Trichopoda pennipes is a tachinid fly parasitoid of the squash bug and other members of the stink bug and leaffooted bug families, including brown and green stink bugs. It has a wide distribution in both North and South America. It and the other six species of Trichopoda in North America are sometimes referred to as the “feather-legged fly” because of the prominent fringe of feather-like bristles on its hind legs.
This distinctive and conspicuous fly is about the same size as a house fly but is bright orange with a velvety black head and thorax. It has dark legs with a fringe of short black hairs on the hind leg and yellow feet, large brown eyes and brown and black wings. The tip of the female fly’s abdomen is black.
The flies may be seen hovering over squash plants when searching for squash bugs to parasitize. Each female fly lays on average 100 eggs, which are placed singly on the body of a large nymph or adult bug.
Most of the small, white or gray, oval eggs are placed on the underside of the thorax or abdomen but they can occur on almost any part of the bug. Many eggs may be laid on the same host but only one larva will survive in each bug. The young larva that hatches from the egg bores directly into the host body. The maggot feeds on the body fluids of the host for about two weeks, during which time it increases to a size almost equal to that of the body cavity of its host. When it has completed its development, the cream-colored third instar maggot emerges from the bug between the posterior abdominal segments. The bug dies after emergence of the fly, not from the parasitoid feeding, but from the mechanical injury to its body. The maggot pupates about an inch down in the soil in a dark reddish-brown puparium formed from the last larval skin, and an adult fly emerges about two weeks later. There can be three generations per year depending on location.
The fly overwinters as a second instar larva within the body of the overwintering host bug. Adult flies emerge in late spring or early summer. The only bugs large enough to parasitize at this time are overwintered adults. Subsequent generations develop on both nymphs and adults of the next generation.
Adult flies feed on nectar, especially from plants such as wild carrot (Queen Anne’s lace, Daucus carota) and meadowsweet (Spiraea salicifolia), and later in the year on asters (Symphotrichon spp.) and goldenrods (Solidago spp.).

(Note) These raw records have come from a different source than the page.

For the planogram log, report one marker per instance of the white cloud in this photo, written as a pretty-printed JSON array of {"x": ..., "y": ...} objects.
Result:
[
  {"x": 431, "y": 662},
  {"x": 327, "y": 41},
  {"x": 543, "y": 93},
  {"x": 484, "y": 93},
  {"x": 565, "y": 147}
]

The rate of parasitism can be as high as up to 80% on squash bug and 93% on southern green stink bug. T. pennipes is highly attracted by an aggregation pheromone produced by male southern green stink bugs, which results in the males being parasitized at a consistently higher level than females. Because the bugs continue to feed after parasitization, T. pennipes will not always prevent crop damage. However, the reproductive organs of the host bug begin to atrophy when the parasitoid reaches the second instar, so pest population increase will be reduced somewhat.
The fly is most effective when it parasitizes nymphs, since 50% die before becoming adults and the remainder that become adults and overwinter will die before laying eggs. The life history of the parasitoid and squash bug are not well synchronized, and host finding by the fly is not efficient, so T. pennipes is not able to maintain this pest at low densities.